Syphilis is caused by the bacteria Treponema pallidum and is easily treated with antibiotics, such as penicillin, tetracycline or doxycyclline. In fact, Dr. Grennan and Dr. Hull are leading a study examining the use of doxycyline to prevent the spread of syphilis.  “This is an idea that we’ve seen in the HIV field where we have good data that tells us if we use one of the HIV treatment medications, Truvada, it can prevent HIV infection in HIV-negative individuals,” Hull says. “It is highly effective and now part of the routine recommendations for HIV prevention programs around the world.”

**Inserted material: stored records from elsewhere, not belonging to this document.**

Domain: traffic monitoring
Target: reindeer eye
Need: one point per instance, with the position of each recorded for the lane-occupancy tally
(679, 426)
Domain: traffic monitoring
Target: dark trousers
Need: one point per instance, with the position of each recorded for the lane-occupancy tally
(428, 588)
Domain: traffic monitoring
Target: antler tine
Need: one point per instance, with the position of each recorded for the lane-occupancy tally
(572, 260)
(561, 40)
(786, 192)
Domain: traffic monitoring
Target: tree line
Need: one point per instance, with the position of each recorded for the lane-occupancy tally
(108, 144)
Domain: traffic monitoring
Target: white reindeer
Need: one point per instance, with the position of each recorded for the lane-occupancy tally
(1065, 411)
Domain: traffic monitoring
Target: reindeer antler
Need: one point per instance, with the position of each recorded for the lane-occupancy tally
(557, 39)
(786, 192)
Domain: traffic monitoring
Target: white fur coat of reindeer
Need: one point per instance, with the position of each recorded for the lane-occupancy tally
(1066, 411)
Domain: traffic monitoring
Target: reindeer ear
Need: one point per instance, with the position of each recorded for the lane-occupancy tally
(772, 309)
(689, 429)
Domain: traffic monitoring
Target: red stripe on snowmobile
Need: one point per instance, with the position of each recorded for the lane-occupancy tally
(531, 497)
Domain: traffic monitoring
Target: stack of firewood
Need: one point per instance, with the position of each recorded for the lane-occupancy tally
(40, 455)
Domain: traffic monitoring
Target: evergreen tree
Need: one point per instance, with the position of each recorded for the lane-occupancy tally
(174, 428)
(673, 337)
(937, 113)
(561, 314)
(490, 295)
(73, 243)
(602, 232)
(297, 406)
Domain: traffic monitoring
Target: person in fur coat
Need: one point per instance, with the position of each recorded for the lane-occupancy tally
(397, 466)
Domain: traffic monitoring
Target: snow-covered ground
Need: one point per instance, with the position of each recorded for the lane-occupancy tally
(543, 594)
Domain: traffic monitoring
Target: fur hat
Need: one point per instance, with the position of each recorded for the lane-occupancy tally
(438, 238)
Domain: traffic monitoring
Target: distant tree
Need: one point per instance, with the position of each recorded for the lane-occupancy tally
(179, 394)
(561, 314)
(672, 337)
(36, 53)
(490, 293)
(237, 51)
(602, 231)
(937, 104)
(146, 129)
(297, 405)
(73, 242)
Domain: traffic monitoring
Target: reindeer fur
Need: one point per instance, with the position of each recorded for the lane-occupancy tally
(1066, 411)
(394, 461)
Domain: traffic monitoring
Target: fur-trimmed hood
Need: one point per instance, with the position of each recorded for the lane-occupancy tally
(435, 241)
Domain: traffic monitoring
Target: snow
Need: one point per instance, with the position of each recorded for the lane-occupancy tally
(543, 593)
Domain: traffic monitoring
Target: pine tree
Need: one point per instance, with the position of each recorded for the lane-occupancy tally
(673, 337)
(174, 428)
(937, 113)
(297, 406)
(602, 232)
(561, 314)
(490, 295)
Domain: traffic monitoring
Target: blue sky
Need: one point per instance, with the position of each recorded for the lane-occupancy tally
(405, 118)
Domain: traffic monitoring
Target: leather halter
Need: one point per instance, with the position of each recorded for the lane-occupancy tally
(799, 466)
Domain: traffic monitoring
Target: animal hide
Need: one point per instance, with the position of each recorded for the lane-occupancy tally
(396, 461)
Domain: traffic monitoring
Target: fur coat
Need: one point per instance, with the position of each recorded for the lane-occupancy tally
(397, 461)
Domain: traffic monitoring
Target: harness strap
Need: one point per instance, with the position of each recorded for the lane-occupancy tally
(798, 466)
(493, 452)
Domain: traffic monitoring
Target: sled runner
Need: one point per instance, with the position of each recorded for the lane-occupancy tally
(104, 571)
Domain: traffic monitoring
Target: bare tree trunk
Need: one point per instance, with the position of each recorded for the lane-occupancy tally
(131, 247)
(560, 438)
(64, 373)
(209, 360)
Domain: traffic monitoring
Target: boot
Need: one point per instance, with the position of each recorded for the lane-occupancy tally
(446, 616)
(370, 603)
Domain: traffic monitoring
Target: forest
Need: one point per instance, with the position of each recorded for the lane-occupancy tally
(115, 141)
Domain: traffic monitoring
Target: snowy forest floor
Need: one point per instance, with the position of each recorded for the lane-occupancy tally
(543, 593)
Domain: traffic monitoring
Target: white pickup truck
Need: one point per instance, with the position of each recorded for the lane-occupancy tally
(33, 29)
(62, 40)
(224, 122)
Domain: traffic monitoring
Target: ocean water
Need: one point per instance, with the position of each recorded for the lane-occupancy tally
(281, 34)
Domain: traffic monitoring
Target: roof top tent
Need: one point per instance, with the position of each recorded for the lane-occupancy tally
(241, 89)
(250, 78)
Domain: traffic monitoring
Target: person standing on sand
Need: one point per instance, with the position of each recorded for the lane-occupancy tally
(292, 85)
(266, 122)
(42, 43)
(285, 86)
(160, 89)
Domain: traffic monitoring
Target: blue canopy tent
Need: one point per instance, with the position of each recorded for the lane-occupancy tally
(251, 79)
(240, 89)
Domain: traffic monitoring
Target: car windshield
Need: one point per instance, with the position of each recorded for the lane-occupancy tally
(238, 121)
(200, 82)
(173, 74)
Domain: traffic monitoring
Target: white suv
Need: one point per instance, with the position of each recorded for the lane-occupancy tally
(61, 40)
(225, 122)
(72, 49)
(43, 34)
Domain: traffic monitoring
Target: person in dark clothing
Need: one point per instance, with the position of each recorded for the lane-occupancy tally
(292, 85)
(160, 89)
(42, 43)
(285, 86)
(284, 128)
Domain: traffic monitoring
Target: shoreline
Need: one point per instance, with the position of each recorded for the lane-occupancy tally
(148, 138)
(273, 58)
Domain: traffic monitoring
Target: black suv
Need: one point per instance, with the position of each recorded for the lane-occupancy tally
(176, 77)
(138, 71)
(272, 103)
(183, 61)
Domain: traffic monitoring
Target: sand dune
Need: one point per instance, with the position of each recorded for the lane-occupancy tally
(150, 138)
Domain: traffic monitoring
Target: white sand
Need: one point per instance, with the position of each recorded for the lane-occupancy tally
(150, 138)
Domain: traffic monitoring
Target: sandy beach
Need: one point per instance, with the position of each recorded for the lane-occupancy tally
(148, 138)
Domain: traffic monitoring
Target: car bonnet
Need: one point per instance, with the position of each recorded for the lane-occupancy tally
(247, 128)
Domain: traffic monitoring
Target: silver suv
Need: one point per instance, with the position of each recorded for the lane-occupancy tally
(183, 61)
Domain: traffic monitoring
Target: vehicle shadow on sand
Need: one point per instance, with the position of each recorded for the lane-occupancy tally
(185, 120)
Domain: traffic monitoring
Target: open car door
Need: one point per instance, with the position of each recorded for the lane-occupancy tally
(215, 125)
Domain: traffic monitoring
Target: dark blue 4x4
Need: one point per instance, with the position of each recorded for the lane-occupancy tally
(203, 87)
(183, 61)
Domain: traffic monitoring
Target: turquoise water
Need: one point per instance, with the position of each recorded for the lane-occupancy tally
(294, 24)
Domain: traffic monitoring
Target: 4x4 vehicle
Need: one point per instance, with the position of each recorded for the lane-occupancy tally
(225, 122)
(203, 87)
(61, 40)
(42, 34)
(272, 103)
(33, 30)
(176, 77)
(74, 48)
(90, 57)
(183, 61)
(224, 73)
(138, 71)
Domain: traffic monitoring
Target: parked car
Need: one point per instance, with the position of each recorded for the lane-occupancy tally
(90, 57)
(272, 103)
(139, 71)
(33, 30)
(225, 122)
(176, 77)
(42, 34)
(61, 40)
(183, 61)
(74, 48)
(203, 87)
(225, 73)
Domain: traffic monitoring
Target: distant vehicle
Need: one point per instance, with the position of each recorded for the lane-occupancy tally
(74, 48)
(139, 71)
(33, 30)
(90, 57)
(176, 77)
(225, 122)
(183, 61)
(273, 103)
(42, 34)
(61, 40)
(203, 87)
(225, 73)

Research could help make syphilis a thing of the very distant past

Preliminary studies have been looking at a similar concept using a low dose of doxycycline to reduce the likelihood of contracting syphilis if exposed to the bacteria, Grennan explains.

However, there is limited data and more science needs to be undertaken to determine whether it is truly effective in preventing syphilis and how well it is tolerated by patients. Researchers also want to ensure that taking the antibiotic for prevention doesn’t cause resistance in other common bacteria. Hull says his small (50 subjects) study in Vancouver will examine some of these questions.

If research firmly establishes that doxycycline or some other antibiotic can prevent syphilis, perhaps we can send this bacteria back into antiquity where it belongs.